Catalogue > Un extrait vidéo au hasard

Sammy Baloji

Pungulume

Doc. expérimental | 0 | couleur et n&b | 28:0 | Belgique | 2016

The town of Fungurume is situated in the province of Katanga (D.R. Congo) and the hills and mountains surrounding Fungurume form one of the world’s largest copper and cobalt deposits. In pre-colonial times the area was already a major centre in the copper trading network that ran across Central Africa. Today the mountains have become the property of the American Tenke Fungurume Mining consortium (TFM). From 2009 on, TFM’s mining activities have been in full swing, causing the resettlement of thousands of local Sanga inhabitants. Pungulume focuses on Sanga chief Mpala and his court elders while they are rendering the oral history of the Sanga people, against the backdrop of the industrial destruction of the landscape that anchors Sanga memory and identity. (Filip De Boeck)
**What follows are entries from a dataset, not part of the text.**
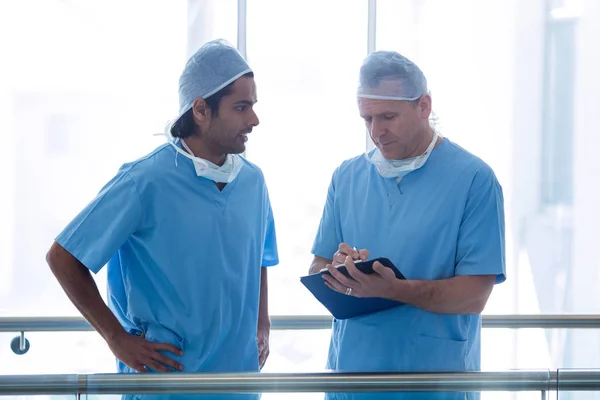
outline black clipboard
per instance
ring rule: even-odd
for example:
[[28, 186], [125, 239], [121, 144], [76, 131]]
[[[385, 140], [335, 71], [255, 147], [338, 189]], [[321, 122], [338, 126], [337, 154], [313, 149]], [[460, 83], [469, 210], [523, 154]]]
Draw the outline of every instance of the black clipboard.
[[[394, 275], [396, 275], [397, 279], [406, 279], [398, 268], [396, 268], [396, 266], [387, 258], [380, 257], [367, 261], [355, 261], [355, 265], [359, 271], [365, 274], [372, 274], [375, 272], [373, 271], [373, 264], [375, 261], [379, 261], [384, 267], [394, 271]], [[342, 264], [336, 268], [345, 276], [350, 277], [345, 265]], [[323, 274], [329, 274], [329, 271], [324, 269], [318, 273], [303, 276], [300, 278], [300, 281], [336, 319], [348, 319], [359, 317], [361, 315], [373, 314], [404, 304], [379, 297], [358, 298], [341, 294], [325, 285]]]

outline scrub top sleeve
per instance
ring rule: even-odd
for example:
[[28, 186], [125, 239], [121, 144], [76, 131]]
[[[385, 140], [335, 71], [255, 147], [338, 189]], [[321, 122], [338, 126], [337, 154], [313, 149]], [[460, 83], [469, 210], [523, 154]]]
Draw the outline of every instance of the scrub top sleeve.
[[275, 219], [273, 218], [273, 210], [271, 202], [267, 198], [267, 232], [265, 235], [265, 243], [263, 247], [263, 257], [261, 265], [263, 267], [272, 267], [279, 264], [279, 253], [277, 251], [277, 234], [275, 232]]
[[342, 226], [339, 218], [340, 210], [335, 198], [337, 171], [334, 172], [333, 178], [327, 190], [327, 200], [323, 208], [323, 215], [317, 230], [317, 235], [313, 242], [312, 253], [315, 256], [322, 257], [328, 260], [333, 258], [333, 255], [338, 250], [342, 243]]
[[119, 172], [58, 235], [56, 242], [97, 273], [141, 224], [140, 195]]
[[494, 173], [476, 173], [458, 232], [455, 274], [506, 279], [504, 198]]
Sammy Baloji was born in 1978 in Lubumbashi, in the Katanga province of Democratic Republic of Congo. He studied Computer and Information Sciences and Communication at the University of Lubumbashi. With a borrowed camera, he began photographing scenes as sources for his cartoons. He soon enrolled in photography courses in DRC, and continued with photography and video at Ecole Supérieure des Arts Décoratifs, in Strasbourg, France. Baloji juxtaposes photographic realities, combining past and present, the real and the ideal, to illicit glaring cultural and historical tensions. He explores architecture and the human body as traces of social history, sites of memory, and witnesses to operations of power. Baloji has had solo exhibitions at Musée du quad Branly (Paris), MuZee (Oostende), Royal Museum for Central Africa (Tervuren), WIELS (Brussels) and Museum for African Art (NY). Baloji has featured in numerous group exhibitions worldwide: Biennale de Lyon, Venice Biennale, Louisiana Museum of Modern Art, Foundation Cartier pour l’Art Contemporain,... He has been the recipient of numerous awards including, the 2014 Rolex Mentor and Protégé Arts Initiative award, partnering with Olafur Eliasson. He was nominated a Prix Pictet finalist in 2009, received the Prince Claus Award in 2008 and two awards at the 2007 African Photography Biennial in Bamako, Mali.